Símbolo máximo de Paris e uma das atrações turísticas mais visitadas do mundo, a Torre Eiffel guarda um detalhe que passa despercebido por milhões de visitantes todos os anos.
No ponto mais alto da estrutura, a mais de 300 metros de altura, existe um espaço de aproximadamente 100 metros quadrados que funcionou como escritório particular de seu criador, o engenheiro Gustave Eiffel.
A torre começou a ser erguida em janeiro de 1887, após vencer um concurso para integrar a Exposição Universal de 1889, evento que celebraria o centenário da Revolução Francesa.
Concluída em março daquele ano, tornou-se a estrutura mais alta já construída até então, com cerca de 10.100 toneladas de ferro.

(Foto: Astrid DI CROLLALANZA – Gamma-Rapho / Via La Nacion)
Desde o início, o monumento foi concebido como atração pública, mas o último nível incluía um ambiente reservado, planejado exclusivamente para uso pessoal do engenheiro.
O espaço foi projetado para servir como escritório e sala de recepção.
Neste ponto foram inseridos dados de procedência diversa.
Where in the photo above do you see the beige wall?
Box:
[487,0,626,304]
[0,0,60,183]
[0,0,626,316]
Contava com banheiro, cozinha e mobiliário sob medida, mas não possuía quarto, indicando que não era destinado à moradia permanente.
Ali, Eiffel realizava observações meteorológicas, experimentos relacionados à resistência do ar e recebia convidados ilustres. Mesmo diante de propostas financeiras generosas para alugar o local, ele optou por manter o ambiente restrito.
Entre as visitas mais célebres está a do inventor americano Thomas Edison, que esteve no local em setembro de 1889.

(Foto: Astrid DI CROLLALANZA – Gamma-Rapho / Via La Nacion)
Na ocasião, presenteou Eiffel com um fonógrafo patenteado e deixou uma dedicatória no Livro de Ouro do monumento, elogiando a grandiosidade da obra.
O espaço também recebeu artistas, membros da realeza europeia e personalidades influentes da época, consolidando-se como ponto de encontro reservado no topo da capital francesa.
Após a morte de Eiffel, em 1923, o escritório permaneceu fechado por décadas e, depois da Segunda Guerra Mundial, passou a abrigar equipamentos técnicos ligados às antenas de telecomunicação instaladas na torre.
Atualmente, o ambiente não é aberto ao público, embora parte tenha sido recriada para fins históricos. Visitantes podem observar, através das janelas, figuras que reconstituem o encontro entre Eiffel e Edison, além de acessar conteúdos digitais imersivos por meio de códigos QR espalhados pelo monumento.
O endereço mais exclusivo de Paris, no entanto, segue fora do mercado, preservado como um dos segredos mais curiosos da engenharia mundial.